# 800 Dogs Seized



## crannyannyfran (Feb 5, 2008)

This is one of the nastiest case i have ever heard... 

800 dogs found on property northwest of Tucson
By Alexis Huicochea
Arizona Daily Star
Tucson, Arizona | Published: 03.12.2008
advertisement

About 800 dogs have been seized from what an official called a “small puppy mill” in Avra Valley.
Most of the dogs are chihuahuas and some are very ill, said Jenny Rose, a spokeswoman for the Humane Society of Southern Arizona. Three were found dead on the property.
Authorities became aware of the hoarding case after a woman who purchased a dog from a couple who lives on the property took her dog to the vet because it had kennel cough, Rose said.
She told the vet that there were hundreds of dogs on the property, located in the 12200 block of West Manville Road, and the vet advised that she contact authorities.
When the Pima County Sheriff’s Department responded to the property, they found the dogs in cages outside and also found dogs inside the house, said Sgt. James Ogden, an agency spokesman.
“The conditions of the house were horrible,” Ogden said.
They also found about 80 exotic birds, Rose said.
On Monday, 96 animals from the property were taken in by the Humane Society, Rose said. Authorities returned to the home on Wednesday where they worked all day to bring in the remaining dogs. No citations have been issued and the couple, who is in their 60s, have been cooperating with the Sheriff’s Department, Ogden said.
Once the investigation is complete, it will be turned over to the Pima County Attorney’s Office for review.
∫ Contact reporter Alexis Huicochea at 629-9412 or [email protected].

800 dogs... 
i cant believe it.. 
we're looking into maybe adopting one to help out 
but wow.


----------



## Kara (Apr 29, 2007)

OMG 800, that is terrible...poor little dogs. At least they are out of there now, hopefully they can all live happily in new forever homes.


----------



## 2maltese4me (May 8, 2006)

TUCSON, Ariz. — About 800 small dogs found in filthy conditions at a rural Avra Valley home, from Chihuahuas to terriers and Pomeranians, were seized from an elderly couple, authorities said Wednesday.

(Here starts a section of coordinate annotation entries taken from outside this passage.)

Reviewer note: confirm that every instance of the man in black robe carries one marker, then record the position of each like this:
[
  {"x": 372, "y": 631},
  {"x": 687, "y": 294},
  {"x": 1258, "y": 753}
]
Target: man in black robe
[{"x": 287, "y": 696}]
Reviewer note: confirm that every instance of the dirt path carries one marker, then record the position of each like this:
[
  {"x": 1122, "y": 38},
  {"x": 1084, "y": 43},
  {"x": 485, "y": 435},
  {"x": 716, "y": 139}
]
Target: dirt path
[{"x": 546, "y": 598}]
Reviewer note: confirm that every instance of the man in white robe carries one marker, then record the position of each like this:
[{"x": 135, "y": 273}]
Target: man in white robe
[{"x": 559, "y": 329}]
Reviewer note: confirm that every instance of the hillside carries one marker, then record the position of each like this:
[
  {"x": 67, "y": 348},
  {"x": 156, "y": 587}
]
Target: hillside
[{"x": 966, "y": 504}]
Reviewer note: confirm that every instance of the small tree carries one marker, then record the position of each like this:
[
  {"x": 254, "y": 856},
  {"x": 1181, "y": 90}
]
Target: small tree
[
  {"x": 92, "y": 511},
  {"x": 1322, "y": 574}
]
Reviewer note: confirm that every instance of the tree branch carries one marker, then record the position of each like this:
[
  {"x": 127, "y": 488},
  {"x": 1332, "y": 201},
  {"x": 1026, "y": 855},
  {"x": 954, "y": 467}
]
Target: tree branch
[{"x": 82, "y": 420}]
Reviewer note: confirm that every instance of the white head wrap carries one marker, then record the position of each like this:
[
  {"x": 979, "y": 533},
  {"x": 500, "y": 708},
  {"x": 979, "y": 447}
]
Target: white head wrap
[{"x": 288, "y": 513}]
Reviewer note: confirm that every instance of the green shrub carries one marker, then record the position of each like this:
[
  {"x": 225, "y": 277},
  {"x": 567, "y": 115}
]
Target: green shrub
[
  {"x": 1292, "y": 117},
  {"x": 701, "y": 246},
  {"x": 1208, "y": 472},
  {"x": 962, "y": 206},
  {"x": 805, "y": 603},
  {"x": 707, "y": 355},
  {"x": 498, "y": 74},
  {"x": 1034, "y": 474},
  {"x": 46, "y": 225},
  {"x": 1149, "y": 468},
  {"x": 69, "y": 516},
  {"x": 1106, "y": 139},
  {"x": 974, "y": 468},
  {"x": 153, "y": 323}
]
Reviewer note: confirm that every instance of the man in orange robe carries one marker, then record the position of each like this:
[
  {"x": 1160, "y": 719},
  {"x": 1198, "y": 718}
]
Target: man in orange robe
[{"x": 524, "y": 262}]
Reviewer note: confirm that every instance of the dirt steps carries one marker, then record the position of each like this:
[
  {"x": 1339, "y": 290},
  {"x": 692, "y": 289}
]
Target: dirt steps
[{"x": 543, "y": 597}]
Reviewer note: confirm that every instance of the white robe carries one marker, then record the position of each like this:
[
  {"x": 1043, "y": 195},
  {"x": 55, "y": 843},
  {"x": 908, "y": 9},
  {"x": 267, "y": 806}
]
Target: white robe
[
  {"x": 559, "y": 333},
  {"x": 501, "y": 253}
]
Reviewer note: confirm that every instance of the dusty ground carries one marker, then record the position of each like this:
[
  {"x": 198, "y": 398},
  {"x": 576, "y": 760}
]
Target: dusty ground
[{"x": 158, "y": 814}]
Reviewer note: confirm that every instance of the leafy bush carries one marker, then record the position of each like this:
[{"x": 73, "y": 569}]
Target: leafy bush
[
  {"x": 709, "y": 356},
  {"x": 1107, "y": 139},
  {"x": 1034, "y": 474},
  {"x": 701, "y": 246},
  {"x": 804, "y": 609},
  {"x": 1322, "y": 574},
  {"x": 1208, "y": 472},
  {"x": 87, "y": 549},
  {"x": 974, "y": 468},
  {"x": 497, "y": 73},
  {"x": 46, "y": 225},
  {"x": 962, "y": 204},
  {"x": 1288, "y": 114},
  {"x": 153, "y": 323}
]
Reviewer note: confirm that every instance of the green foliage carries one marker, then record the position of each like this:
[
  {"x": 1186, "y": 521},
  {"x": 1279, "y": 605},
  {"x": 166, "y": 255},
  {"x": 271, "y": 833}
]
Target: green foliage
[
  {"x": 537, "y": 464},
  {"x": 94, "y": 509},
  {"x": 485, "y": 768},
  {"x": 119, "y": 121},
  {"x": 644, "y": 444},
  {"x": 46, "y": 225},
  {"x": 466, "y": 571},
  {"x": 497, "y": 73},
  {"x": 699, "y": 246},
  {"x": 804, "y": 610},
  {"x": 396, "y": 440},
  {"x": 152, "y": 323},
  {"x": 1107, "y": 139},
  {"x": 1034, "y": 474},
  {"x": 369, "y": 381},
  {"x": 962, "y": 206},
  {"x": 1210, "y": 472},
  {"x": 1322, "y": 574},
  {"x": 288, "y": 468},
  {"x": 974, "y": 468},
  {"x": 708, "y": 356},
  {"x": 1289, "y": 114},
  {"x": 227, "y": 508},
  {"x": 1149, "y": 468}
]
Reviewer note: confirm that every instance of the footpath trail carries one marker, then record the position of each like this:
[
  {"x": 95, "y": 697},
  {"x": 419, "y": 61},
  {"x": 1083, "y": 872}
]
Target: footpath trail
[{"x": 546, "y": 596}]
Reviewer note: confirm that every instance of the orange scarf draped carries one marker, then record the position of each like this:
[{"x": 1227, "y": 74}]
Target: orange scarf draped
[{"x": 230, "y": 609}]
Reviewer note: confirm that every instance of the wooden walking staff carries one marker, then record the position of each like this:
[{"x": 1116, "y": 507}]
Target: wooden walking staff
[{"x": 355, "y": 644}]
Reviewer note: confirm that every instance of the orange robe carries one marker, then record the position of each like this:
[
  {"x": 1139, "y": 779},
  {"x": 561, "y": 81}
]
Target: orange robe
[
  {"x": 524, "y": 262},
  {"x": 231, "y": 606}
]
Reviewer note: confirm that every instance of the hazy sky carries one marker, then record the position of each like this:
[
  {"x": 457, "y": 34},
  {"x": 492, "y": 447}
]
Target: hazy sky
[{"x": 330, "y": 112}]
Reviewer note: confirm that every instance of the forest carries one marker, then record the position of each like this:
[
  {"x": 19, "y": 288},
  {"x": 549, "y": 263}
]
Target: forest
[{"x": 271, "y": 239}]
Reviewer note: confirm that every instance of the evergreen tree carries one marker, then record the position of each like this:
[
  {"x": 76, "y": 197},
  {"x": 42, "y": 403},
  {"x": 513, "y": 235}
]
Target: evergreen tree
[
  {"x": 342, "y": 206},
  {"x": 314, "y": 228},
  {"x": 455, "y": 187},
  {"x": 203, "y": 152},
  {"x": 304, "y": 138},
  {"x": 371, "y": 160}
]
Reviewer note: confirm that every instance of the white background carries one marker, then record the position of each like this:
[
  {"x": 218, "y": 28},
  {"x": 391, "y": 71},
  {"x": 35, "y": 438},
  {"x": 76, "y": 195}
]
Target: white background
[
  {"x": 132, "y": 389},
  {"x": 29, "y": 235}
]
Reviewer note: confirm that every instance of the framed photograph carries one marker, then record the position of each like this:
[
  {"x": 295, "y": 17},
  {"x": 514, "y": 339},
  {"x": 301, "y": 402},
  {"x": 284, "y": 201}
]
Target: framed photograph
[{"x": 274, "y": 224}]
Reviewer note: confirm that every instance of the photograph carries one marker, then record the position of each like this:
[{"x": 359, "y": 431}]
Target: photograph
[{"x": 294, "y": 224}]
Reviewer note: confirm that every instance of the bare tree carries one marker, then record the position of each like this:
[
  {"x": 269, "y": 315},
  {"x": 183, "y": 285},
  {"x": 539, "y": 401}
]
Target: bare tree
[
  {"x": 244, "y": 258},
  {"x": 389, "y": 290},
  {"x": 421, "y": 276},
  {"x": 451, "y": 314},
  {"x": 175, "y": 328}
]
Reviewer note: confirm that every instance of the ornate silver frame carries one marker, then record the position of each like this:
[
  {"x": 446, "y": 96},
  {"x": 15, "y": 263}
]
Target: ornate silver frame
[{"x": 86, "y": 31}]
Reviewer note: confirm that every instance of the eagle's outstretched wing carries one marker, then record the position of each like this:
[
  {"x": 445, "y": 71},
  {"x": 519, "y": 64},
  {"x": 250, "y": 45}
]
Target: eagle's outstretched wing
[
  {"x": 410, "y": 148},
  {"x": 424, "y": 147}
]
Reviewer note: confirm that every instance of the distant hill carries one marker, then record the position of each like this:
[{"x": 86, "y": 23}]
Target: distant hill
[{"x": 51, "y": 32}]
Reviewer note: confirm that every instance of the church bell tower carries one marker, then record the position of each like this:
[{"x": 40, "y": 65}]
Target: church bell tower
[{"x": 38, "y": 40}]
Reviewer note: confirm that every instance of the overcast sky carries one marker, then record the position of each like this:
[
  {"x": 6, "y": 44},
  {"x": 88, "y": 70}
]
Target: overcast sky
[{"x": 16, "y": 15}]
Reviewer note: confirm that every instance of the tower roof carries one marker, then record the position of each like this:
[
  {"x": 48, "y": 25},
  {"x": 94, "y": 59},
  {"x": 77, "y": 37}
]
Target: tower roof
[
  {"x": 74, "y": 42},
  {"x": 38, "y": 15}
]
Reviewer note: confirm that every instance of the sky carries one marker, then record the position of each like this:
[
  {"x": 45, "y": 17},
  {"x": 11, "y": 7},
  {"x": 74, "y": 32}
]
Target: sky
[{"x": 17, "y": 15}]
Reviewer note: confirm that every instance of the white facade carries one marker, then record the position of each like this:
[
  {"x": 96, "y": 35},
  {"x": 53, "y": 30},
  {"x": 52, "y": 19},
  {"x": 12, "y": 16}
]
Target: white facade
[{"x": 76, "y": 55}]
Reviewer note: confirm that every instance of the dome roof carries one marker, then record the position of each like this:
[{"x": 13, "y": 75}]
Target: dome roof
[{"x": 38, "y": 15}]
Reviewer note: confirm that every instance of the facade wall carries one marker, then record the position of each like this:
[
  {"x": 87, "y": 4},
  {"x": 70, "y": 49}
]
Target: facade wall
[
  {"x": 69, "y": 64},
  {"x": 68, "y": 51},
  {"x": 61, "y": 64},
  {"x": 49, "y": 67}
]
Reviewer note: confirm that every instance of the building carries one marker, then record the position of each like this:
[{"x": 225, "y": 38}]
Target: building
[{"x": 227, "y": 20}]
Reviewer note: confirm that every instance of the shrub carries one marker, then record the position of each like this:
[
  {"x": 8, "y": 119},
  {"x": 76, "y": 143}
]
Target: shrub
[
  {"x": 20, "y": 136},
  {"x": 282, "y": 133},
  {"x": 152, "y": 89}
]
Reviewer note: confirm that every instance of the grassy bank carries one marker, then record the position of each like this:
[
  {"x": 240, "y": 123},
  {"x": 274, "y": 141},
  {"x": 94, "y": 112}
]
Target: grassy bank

Heres the link to the story and I believe a video.

http://www.foxnews.com/story/0,2933,337341,00.html


----------



## njdrake (Apr 23, 2007)

I just saw that on Fox. They said they don't know if or what charges are going to be filed. I think that's outrageous! There certainly should be charges filed! How about 800 counts of animal cruelty? They even said some were missing feet from fights with other dogs because they are caged so close together. This just makes me sick. We hear so much now about puppy mills getting raided and the poor conditions of their dogs but I'm always glad to hear another one has been put out of "business". It's not going to stop the puppy mill people but in this one case there's 800 dogs out of there. How sad for all the dogs still in mills.


----------



## Bonnie's Mommie (Mar 2, 2006)

How very sad. I hope those dogs and puppies find good, loving homes.


----------



## Max & Rocky (May 20, 2004)

TUCSON - About 800 small dogs found in filthy conditions at a rural Avra Valley home, from Chihuahuas to terriers and Pomeranians, were seized from an elderly couple, authorities said Wednesday.

Pima County sheriff's deputies and animal welfare officials who removed the dogs also found 82 parrots caged inside the manufactured house northwest of Tucson.

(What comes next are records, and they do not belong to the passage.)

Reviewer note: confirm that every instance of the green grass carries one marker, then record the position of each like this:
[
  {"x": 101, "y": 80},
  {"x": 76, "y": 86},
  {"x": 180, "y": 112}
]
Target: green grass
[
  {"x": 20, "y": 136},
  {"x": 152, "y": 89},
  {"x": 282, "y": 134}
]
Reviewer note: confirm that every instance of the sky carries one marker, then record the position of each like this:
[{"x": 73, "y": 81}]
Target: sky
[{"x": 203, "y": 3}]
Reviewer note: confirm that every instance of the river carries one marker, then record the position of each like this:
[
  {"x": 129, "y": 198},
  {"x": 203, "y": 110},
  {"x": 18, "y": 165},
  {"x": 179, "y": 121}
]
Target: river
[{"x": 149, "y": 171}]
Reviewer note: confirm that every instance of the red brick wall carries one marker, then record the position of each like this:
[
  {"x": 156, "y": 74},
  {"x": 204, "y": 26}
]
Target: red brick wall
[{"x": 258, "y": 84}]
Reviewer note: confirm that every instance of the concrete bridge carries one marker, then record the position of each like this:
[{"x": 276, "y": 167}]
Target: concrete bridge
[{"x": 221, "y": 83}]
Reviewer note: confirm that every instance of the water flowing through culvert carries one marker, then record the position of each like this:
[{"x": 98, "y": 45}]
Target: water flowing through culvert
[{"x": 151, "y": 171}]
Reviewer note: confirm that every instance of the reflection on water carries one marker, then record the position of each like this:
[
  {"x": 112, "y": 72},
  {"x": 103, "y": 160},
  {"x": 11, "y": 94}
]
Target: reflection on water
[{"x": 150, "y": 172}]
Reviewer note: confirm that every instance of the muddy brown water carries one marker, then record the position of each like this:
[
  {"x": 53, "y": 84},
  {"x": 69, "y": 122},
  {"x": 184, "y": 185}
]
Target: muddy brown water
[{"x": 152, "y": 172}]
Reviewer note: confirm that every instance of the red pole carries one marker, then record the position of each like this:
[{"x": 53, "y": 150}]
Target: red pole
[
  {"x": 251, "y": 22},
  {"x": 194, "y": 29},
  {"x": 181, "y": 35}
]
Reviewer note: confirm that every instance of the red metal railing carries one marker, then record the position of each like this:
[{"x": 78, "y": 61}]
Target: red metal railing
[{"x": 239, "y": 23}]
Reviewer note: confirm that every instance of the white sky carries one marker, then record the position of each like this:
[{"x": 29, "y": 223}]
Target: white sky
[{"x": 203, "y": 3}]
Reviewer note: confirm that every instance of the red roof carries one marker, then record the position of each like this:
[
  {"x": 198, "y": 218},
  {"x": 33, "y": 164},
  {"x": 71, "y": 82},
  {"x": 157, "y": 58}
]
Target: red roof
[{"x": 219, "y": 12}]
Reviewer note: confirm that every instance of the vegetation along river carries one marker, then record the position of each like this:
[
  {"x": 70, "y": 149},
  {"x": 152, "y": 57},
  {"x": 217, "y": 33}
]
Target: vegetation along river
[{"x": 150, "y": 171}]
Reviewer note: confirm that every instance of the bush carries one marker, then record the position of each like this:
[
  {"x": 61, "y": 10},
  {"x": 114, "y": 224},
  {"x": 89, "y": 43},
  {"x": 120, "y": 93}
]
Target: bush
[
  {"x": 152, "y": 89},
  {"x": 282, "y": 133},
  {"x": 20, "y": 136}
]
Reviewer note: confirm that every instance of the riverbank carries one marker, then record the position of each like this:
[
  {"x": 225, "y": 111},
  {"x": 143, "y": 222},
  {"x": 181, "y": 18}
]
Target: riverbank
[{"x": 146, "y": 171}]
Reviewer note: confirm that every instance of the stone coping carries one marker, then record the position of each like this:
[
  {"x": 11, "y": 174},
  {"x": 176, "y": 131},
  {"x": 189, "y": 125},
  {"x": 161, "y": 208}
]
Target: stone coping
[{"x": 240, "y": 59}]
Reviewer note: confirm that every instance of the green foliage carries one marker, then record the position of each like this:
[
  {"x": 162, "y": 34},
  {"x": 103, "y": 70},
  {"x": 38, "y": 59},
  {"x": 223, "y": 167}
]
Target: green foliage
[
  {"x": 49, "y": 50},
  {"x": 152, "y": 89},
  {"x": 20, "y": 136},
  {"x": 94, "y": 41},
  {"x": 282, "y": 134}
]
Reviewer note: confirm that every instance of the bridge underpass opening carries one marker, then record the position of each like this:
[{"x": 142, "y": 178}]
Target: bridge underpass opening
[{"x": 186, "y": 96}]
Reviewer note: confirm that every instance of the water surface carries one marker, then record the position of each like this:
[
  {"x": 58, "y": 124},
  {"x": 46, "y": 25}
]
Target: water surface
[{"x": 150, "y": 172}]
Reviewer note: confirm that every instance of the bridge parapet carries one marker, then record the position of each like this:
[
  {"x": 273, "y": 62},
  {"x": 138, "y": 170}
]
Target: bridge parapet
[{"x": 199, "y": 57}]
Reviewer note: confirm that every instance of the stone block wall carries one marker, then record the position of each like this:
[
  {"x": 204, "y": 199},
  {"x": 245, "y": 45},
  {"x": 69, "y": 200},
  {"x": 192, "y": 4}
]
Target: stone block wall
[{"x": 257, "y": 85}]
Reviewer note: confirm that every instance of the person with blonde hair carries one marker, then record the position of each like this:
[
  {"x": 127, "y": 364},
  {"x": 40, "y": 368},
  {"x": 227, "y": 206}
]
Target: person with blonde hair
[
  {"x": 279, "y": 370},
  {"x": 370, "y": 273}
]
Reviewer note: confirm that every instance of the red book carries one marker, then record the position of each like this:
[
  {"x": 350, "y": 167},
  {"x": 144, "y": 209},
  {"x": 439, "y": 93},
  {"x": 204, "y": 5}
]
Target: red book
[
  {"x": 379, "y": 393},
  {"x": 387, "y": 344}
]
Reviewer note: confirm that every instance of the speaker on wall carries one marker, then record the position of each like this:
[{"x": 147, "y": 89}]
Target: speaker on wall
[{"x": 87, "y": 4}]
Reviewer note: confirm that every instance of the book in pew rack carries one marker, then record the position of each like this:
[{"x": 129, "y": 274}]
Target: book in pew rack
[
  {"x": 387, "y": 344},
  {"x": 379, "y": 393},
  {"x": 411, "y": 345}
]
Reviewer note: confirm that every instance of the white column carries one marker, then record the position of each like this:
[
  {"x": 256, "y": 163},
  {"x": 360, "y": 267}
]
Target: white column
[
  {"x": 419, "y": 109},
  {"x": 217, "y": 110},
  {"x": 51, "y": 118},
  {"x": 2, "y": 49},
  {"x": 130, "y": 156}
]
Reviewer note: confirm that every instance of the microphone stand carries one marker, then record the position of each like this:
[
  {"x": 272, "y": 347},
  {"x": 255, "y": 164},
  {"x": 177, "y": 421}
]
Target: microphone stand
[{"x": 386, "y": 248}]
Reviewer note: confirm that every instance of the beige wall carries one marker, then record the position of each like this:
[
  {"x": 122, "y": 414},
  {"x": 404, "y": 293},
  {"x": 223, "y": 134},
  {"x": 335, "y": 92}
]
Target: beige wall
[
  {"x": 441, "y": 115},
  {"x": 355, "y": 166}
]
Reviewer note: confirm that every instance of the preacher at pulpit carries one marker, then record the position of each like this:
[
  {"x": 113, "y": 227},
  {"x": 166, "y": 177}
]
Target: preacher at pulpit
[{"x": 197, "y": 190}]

Jenny Rose, a spokeswoman for the Humane Society of Southern Arizona, said 96 dogs were removed from the house on Monday and about another 700 were taken out Wednesday. "This is twice the numbers that we've ever seen before, twice as big as our previous record-breaker," Rose said.

http://www.eastvalleytribune.com/story/111261


=========================
After a fair amount of trying, I finally was able to talk with someone this morning at the Humane Society of Southern AZ this morning. http://www.hssaz.org/

With this many dogs, at this point they are simply overwhelmed and they do not know what they have. Thus they are just taking contact information, phone numbers, etc. Anyway, I left them my information and that I am a volunteer for Northcentral Maltese Rescue and that I would come down and try to determine if any of these dogs are part or full blood Maltese, if that would help them.

I would also ask that if anyone feels they can afford a donation, to please go to http://www.hssaz.org/ (upper right corner) and make a donation. They even accept American Express reward points, so I was able to give them both dollars and points.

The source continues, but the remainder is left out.